Monday, February 04, 2008

Evangelism Defined

"How, then, should evangelism be defined? The New Testament answer is very simple. According to the New Testament, evangelism is just preaching the gospel, the evangel. It is a work of communication in which Christians make themselves mouth-pieces for God's message of mercy to sinners. Anyone who faithfully delivers that message, under whatever circumstances, in a large meeting, in a small meeting, from a pulpit, or in a private conversation, is evangelizing. Since the divine message finds its climax in a plea from the Creator to a rebel world to turn and put faith in Christ, the delivering of it involves the summoning of one's hearers to conversion. If you are not, in this sense, seeking to bring about conversions, you are not evangelizing; this we have seen already. But the way to tell whether in fact you are evangelizing is not to ask whether conversions are known to have resulted from your witness. It is to ask whether you are faithfullymaking known the gospel message."
"What was this good news that Paul preached? It was the news about Jesus of Nazareth. It was the news of the incarnation, the atonement, and the kingdom--the cradle, the cross, and the crown--of the Son of God. It was the news of how God 'glorified his servant Jesus' by making Him Christ, the world's long-awaited 'Prince and... Saviour'. It was the news of how God made His Son Man; and how, as Man, God made Him Priest, and Prophet, and King; and how, as Priest, God also made Him a sacrifice for sins; and how, as Prophet, God also made Him a Lawgiver to His people; and how, as King, God has also made Him Judge of all the world, and given Him prerogatives which in the Old Testament are exclusively Jehovah's own--namely, to reign till every knee bows before Him, and to save all who call on His name. In short, the good news was just this: that God has executed His eternal intention of glorifying His Son by exalting Him as a great Saviour for great sinners.

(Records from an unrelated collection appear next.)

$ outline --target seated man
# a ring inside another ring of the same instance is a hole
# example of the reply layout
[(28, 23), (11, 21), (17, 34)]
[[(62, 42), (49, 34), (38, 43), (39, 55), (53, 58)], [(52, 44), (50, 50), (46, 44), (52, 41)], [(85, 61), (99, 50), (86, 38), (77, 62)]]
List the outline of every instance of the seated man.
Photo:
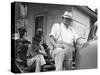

"Such was the gospel which Paul was sent to preach. It was a message of some complexity, needing to be learned before it could be lived by, and understood before it could be applied. It needed, therefore, to be taught. Hence Paul, as a preacher of it, had to become a teacher. He saw this as part of his caling; he speaks of the 'the gospel: whereunto I am appointed a preacher... and a teacher' (2 Tim. 1:10). And he tells us that teaching was basic to his evangelistic practice; he speaks of 'Christ... whom we preach... teaching every man in all wisdom' (Col. 1:28). In both texts the reference to teaching is explanatory of the reference to preaching. In other words: it is by teaching that the gospel preacher fulfils his ministry. To teach the gospel is his first responsibility: to reduce it to its simplest essentials, to analyse it point by point, to fix its meaning by positive and negative definition, to show how each part of the message links up with the rest--and to go on explaining it till he is quite sure that his listeners have grasped it. And therefore when Paul preached the gospel, formally or informally, in the synagogue or in the streets, to Jews or to Gentiles, to a crowd or to one man, what he did was to teach--engaging attention, capturing interest, setting out the facts, explaining their significance, solving difficulties, answering objections, and showing how the message bears on life. Luke's regular way of describing Paul's evangelistic ministry is to say that he disputed (Acts 9:29), or reasoned (dialegomai: RSV renders 'argued')(Acts 17:2, 17, RV, 18:4; 19:8f., RV, 24:25), or taught (Acts 18:11; 28:31), or persuaded (i.e., sought to carry his hearers' judgments)(Acts 18:4; 19:8, 26; 28:23; cf. 26:28). and Paul himself refers to his ministry among the Gentiles as primarily a task of instruction: 'unto me... was this grace given, to preach unto the Gentiles the unsearchable riches of Christ; and to make all men see what is the dispensation of the mystery...' (Eph. 3:8, RV). Clearly, in Paul's view, his first and fundamental job as a preacher of the gospel was to communicate knowledge--to get gospel truth fixed in men's minds. To him, teaching the truth was the basic evangelistic activity; to him, therefore, the only right method of evangelism was the teaching method."


J.I. Packer, Evangelism and the Sovereignty of God (Downers Grove, IL: IVP), pp. 41, 47-49.

1 comment:

Anonymous said...

"Hence Paul, as a preacher of it, had to become a teacher."

"therefore, the only right method of evangelism was the teaching method."

I`m a bit confused here. If as Packer argues, the right way to evangelize is by teaching, then
1. Is the gift of evangelism to be equated to the gift of teaching?
2. Can then the complementarian (and I would argue biblical too) view of "I do not permit women to teach men or to exercise authority over men" (1 Tim ?) together with Packer's view of evangelism then applied to conclude that women can not evangelize? Any thoughts brother?